Clearly the expected payoff from a standard bet is E[St] = pU + qD dollars. But there is no reason (a priori) to suppose that the initial stake satisfies S0 = E[St]. This is the expectation hypothesis, which we saw in the previous section is generally wrong. If S0 < E[St], then anyone willing to play this game is risk-averse, that is, they expect some profit, on average, for taking risk. If S0 > E[St], then players, on average, pay to take risk (which is typical for a Casino), and are risk-preferring. If S0 = E[St], then the players are risk-neutral, since they expect to neither gain nor lose money if they play for a long time.
3.2 Derivatives
A derivative is a kind of side-bet, with a prescribed payoff that depends on the outcome of the coin flip. The Casino is happy to allow derivative bets by special arrangement. In a typical contract, a player pays an initial bet f0
at time 0, and then receives a payoff of ft(St) dollars at time t, where ft(St) is a prescribed function of the random variable St. A derivative contract is defined by its payoff function ft(St) and its purchase price f0. It is possible, in principle, for f0 to be negative, which by convention means that the Casino pays the player to enter into the contract. Note that ft(St) can also, in
principle, be negative, in which case the player has to pay the Casino at time t.
For example, we can consider the important case of a call option, which has a payoff function
ft(St) = max[St− K, 0], (3.3) where K is a fixed number of dollars, known as the strike price, such that U > K > D. By construction, the call option pays off only when St = U . Note that many options, even if they are based on an underlying asset, do not necessarily involve the buying or selling of the underlying, but rather the cash difference between the asset value and the strike price is transferred if the terminal value of the asset exceeds the strike (assuming that the option is a call).
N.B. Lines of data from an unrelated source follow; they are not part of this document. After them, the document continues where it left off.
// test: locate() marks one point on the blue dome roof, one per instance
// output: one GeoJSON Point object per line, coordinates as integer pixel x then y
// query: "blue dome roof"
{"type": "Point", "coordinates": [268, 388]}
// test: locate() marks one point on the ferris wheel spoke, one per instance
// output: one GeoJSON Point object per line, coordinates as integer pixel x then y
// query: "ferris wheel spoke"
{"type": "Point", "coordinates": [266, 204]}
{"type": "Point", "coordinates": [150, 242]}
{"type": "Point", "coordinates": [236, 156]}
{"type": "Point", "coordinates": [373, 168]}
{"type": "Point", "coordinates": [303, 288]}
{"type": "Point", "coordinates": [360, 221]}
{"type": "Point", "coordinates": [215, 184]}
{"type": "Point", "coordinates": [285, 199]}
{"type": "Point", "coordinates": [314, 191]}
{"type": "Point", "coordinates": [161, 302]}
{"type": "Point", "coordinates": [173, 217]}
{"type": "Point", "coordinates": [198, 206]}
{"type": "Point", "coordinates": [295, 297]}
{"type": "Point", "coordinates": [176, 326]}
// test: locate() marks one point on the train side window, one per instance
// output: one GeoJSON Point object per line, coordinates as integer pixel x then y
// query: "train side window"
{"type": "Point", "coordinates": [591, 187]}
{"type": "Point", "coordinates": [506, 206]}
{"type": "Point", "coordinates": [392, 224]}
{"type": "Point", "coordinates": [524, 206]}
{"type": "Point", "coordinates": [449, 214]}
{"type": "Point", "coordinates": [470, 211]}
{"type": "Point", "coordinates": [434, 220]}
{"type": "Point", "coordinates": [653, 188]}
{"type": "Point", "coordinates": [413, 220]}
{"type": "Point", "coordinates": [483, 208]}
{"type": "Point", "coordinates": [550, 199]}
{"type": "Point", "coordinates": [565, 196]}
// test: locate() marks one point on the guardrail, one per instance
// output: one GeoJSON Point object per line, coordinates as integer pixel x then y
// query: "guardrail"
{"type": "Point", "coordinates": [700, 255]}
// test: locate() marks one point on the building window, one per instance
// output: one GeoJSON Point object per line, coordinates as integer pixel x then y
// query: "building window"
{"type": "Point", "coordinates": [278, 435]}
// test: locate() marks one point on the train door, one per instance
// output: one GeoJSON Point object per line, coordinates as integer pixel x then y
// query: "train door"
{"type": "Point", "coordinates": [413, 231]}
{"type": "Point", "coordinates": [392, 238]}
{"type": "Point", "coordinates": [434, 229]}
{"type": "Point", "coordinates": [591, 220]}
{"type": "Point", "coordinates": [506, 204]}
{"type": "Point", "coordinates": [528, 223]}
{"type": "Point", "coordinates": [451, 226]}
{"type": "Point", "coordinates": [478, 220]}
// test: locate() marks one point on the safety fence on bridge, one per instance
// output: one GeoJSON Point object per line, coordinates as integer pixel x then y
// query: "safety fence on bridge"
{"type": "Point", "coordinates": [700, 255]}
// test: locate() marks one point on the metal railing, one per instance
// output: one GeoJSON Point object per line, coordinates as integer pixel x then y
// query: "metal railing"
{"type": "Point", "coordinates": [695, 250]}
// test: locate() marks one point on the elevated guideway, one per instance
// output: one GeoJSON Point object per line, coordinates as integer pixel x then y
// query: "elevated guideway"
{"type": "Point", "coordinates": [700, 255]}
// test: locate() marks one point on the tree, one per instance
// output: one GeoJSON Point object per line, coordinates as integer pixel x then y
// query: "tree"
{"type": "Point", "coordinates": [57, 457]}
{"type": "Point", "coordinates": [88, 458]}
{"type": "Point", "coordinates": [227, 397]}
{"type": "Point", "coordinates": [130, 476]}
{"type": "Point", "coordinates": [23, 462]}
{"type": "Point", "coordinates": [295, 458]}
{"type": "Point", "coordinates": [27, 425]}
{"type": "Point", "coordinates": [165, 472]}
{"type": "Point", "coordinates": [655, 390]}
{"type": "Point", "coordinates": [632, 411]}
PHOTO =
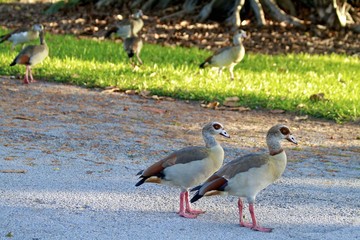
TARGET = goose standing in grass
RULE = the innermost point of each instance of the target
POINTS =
(32, 55)
(125, 27)
(132, 46)
(228, 56)
(246, 176)
(22, 35)
(188, 167)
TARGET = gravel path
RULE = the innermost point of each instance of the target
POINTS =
(69, 156)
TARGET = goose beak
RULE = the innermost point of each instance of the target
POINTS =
(225, 134)
(291, 138)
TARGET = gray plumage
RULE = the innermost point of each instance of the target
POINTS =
(188, 167)
(246, 176)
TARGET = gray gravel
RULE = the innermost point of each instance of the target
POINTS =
(80, 149)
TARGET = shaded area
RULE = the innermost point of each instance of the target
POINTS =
(274, 39)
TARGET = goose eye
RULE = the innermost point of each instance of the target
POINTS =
(216, 126)
(284, 130)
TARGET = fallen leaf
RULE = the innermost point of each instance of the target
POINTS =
(145, 93)
(212, 105)
(232, 99)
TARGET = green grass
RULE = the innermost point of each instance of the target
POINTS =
(261, 81)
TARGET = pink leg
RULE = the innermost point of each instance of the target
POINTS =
(26, 77)
(188, 206)
(182, 212)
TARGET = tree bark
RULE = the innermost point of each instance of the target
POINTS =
(188, 7)
(258, 11)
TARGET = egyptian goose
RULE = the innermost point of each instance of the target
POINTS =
(188, 167)
(22, 35)
(228, 56)
(32, 55)
(132, 46)
(124, 27)
(246, 176)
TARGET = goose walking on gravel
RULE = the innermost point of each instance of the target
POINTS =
(228, 56)
(32, 55)
(22, 35)
(132, 46)
(124, 28)
(188, 167)
(246, 176)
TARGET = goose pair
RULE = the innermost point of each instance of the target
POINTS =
(22, 35)
(228, 57)
(244, 177)
(32, 55)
In cases where the underlying is not transferrable, such as an option on a stock index, or the outcome of a coin flip, then a cash transfer is the only possibility. We could also consider a more complicated derivative, with a payoff function such as
ft(St) = αSt3+ βSt2+ γSt+ δ, (3.4) where α, β, γ, δ are constants. The pricing of an exotic derivative, like this one, is computationally more difficult than for a vanilla one, such as the call option above, however, mathematically they are given by the same general formula.
Now we need to determine the price f0 that someone should pay at time 0 to buy a derivative that pays off ft(St) dollars at time t. A plausible guess is
f0 = E[ft(St)]
= pft(U ) + qft(D), (3.5)
which represents the expected payoff of the derivative, that is, the probability weighted average of the possible payoffs. This guess is another typical ex-ample of the ‘expectation hypothesis’. As before, it is wrong. So how do we determine f0? Just like in the simple currency model of section 2, we want to use a no arbitrage condition to determine the correct price.